Pruebas

X-Trail: el mismo nombre para un coche totalmente diferente

Poco que ver entre esta nueva generación del todocamino japonés y su predecesora, al que supera con creces empezando por el diseño.

X-Trail: el mismo nombre para un coche totalmente diferente

Podríamos decir sin temor a equivocarnos demasiado que el anterior Nissan X-Trail no era lo que podemos denominar como coche cautivador estéticamente. Nunca fue una preciosidad y, además, el paso del tiempo le estaba pasando una factura demasiado alta. Necesitaba con urgencia una renovación, porque por lo demás se trataba de un todocamino equilibrado y con cualidades valiosas.

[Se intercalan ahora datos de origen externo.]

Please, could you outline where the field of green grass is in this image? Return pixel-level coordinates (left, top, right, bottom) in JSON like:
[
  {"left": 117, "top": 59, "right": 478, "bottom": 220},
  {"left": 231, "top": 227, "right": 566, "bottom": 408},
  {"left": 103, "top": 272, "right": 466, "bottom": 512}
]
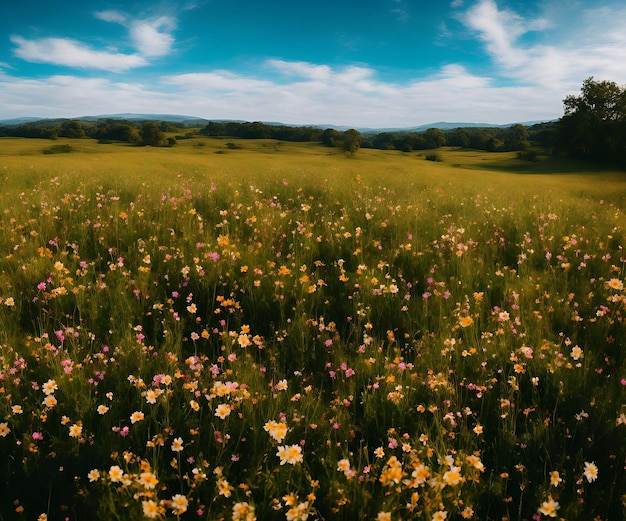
[{"left": 0, "top": 137, "right": 626, "bottom": 521}]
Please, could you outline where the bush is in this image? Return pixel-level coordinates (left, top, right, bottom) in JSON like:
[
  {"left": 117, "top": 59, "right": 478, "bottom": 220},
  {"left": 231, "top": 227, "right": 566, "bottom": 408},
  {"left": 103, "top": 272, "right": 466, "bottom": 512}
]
[{"left": 43, "top": 145, "right": 72, "bottom": 154}]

Los ingenieros de la marca japonesa se pusieron manos a la obra y el resultado de su trabajo satisface con creces las expectativas. Han conseguido una carrocería de cinco puertas y 4,64 metros de longitud muy atractiva, con formas angulosas y dinámicas pero también elegante y con prestancia, nada que ver con las rectilíneas ya anticuadas de su predecesor.

Obviamente era el momento de mejorar el resto del conjunto y es así como estamos ante un vehículo renovado por completo, no una simple evolución basada en matices. En el interior se aprecia esa misma tendencia, con acabados de muy buen nivel y un equipamiento que incluso supera en ciertos detalles a lo que ofrecen rivales de marcas de mayor relumbrón… y precio. La habitabilidad tampoco defrauda y el X-Trail se revela como una opción interesante para quienes busquen un todocamino de vocación familiar.

Su corazón es un turbodiésel de 1,6 litros y 136 CV, acoplado a un cambio manual de seis relaciones. El rendimiento no es espectacular para sus dimensiones y peso, aunque una vez en marcha tampoco muestra carencias graves, cumple con las exigencias de cualquier usuario medio. Dispone de tracción total acoplable accionando un mando circular, aunque eso no quiere decir que se trate de un todoterreno puro: el sistema 4×4 es más apto para circular por asfalto de baja adherencia o caminos poco complicados que para afrontar desafíos de mayor entidad.

Por lo demás, la dirección tiene un tacto demasiado asistido y las suspensiones tiran a blanditas, lo que se traduce en confort pero también en algunos balanceos de una caja generosa.